Woodlands, Wetlands & Wildlife, August 2017 Cape Cod LIFE | capecodlife.com

The Lee Baldwin Memorial Woodlands (5), is a serene destination just a short distance from Route 28.

Located between Chatham Road and Route 39, Thompson’s Field Conservation Area (8) consists of 57 acres, with wide-open spaces and multiple trails totaling 2.75 miles. Leslie Kennedy Shaw, a dog walker from Harwich, regularly visits the area with her Maltese poodle, Inspector Gadget, and three or four other pooches. “The location is perfect,” she says, “and the sunsets here are amazing.” Walkers can enjoy a multitude of trails that wind through open fields and pine forest.

For a quick five-minute meander, there are two trails located a short distance from Route 28, that each offer a little over 100 feet of boardwalk leading to scenic vistas.

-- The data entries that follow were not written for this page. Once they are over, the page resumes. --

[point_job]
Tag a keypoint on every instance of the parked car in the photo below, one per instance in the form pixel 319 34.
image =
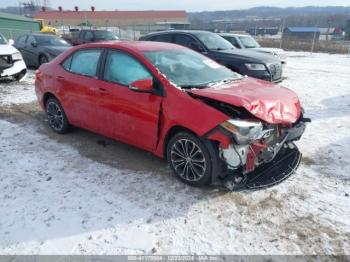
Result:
pixel 11 61
pixel 89 36
pixel 244 62
pixel 38 49
pixel 212 125
pixel 247 41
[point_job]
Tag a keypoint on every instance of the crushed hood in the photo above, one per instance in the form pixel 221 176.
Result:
pixel 269 102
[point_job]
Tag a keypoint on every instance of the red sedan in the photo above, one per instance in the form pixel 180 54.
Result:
pixel 212 125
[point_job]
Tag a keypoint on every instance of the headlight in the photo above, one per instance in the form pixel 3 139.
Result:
pixel 17 56
pixel 245 131
pixel 256 67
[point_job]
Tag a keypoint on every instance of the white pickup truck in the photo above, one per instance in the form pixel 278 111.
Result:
pixel 11 61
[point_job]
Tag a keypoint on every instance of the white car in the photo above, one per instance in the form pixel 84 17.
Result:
pixel 11 61
pixel 247 41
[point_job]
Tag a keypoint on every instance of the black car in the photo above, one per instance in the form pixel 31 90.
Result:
pixel 88 36
pixel 245 62
pixel 38 49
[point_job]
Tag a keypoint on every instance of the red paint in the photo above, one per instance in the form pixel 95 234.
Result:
pixel 224 140
pixel 143 85
pixel 267 101
pixel 144 119
pixel 252 155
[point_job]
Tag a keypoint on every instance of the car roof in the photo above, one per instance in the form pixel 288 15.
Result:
pixel 232 34
pixel 138 46
pixel 193 32
pixel 39 34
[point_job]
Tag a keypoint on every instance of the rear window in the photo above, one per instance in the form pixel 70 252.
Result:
pixel 168 38
pixel 83 62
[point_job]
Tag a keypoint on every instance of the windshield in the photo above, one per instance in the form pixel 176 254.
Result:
pixel 105 35
pixel 249 42
pixel 214 42
pixel 189 69
pixel 3 40
pixel 47 40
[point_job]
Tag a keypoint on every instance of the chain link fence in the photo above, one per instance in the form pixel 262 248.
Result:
pixel 340 47
pixel 14 33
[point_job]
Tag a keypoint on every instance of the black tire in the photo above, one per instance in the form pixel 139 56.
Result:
pixel 43 59
pixel 201 166
pixel 20 76
pixel 56 116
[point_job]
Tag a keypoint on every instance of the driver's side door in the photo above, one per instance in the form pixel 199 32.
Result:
pixel 126 115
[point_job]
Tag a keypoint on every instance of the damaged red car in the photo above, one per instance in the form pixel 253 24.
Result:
pixel 212 125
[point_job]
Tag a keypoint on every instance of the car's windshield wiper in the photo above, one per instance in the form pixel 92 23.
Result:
pixel 220 49
pixel 223 81
pixel 211 83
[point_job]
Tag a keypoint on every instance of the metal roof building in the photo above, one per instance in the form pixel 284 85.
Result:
pixel 11 26
pixel 137 20
pixel 301 33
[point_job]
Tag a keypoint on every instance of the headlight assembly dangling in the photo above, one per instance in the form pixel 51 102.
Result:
pixel 255 67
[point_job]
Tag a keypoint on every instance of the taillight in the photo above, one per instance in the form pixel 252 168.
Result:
pixel 38 74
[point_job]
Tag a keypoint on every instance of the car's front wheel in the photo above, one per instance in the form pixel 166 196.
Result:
pixel 56 117
pixel 191 158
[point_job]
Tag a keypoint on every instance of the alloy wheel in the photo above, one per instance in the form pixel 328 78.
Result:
pixel 55 116
pixel 188 160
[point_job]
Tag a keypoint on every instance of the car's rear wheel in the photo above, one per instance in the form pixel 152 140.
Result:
pixel 191 158
pixel 56 117
pixel 43 60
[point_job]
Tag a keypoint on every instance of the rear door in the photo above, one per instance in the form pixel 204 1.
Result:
pixel 125 114
pixel 77 84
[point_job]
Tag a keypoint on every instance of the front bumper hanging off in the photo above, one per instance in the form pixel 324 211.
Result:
pixel 279 169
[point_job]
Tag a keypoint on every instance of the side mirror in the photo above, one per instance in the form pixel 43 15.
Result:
pixel 142 86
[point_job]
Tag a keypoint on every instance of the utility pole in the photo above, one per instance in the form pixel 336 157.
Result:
pixel 282 31
pixel 313 42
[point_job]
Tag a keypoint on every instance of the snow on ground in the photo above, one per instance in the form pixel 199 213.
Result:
pixel 12 92
pixel 85 194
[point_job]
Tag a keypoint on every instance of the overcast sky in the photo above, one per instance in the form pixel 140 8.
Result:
pixel 189 5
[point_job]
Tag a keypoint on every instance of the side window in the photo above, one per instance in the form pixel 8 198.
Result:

Accessed from Lothrop Avenue, Lee Baldwin Memorial Woodlands (5), named for the late naturalist and trustee, features a short boardwalk through the woods. A bench at the end is a relaxing perch where one can gaze upon a red maple wetland and enjoy the quiet. Accessed from Route 28, the A. Janet DeFulvio Wildlife Sanctuary & Boardwalk (3) offers pleasant views of an expansive marsh. The property was donated to the trust by the DeFulvio family, and highlights include a 20-foot osprey-nesting platform. In fall, the area’s tupelo trees turn a striking red.

On the other end of town, visitors can explore the Monomoy River Conservation Lands (10), which are located just within Harwich’s border with Chatham. With 1.25 miles of trails stretching along the Monomoy River (a.k.a. Muddy Creek), visitors can take a leisurely walk through the woods. The trails have benches overlooking the river, and those that make their way to the trail’s end are rewarded with distant views of Pleasant Bay.

In all, Harwich’s nature areas offer a diversity of trails and topography, wildlife and natural scenery, and walking and hiking areas to explore and enjoy. “In this special corner of the Cape, Harwich offers the curious hiker a chance to walk woodland trails, enjoy sweeping marsh vistas and reflect by picturesque ponds,” Lach says. “It’s always inspiring.”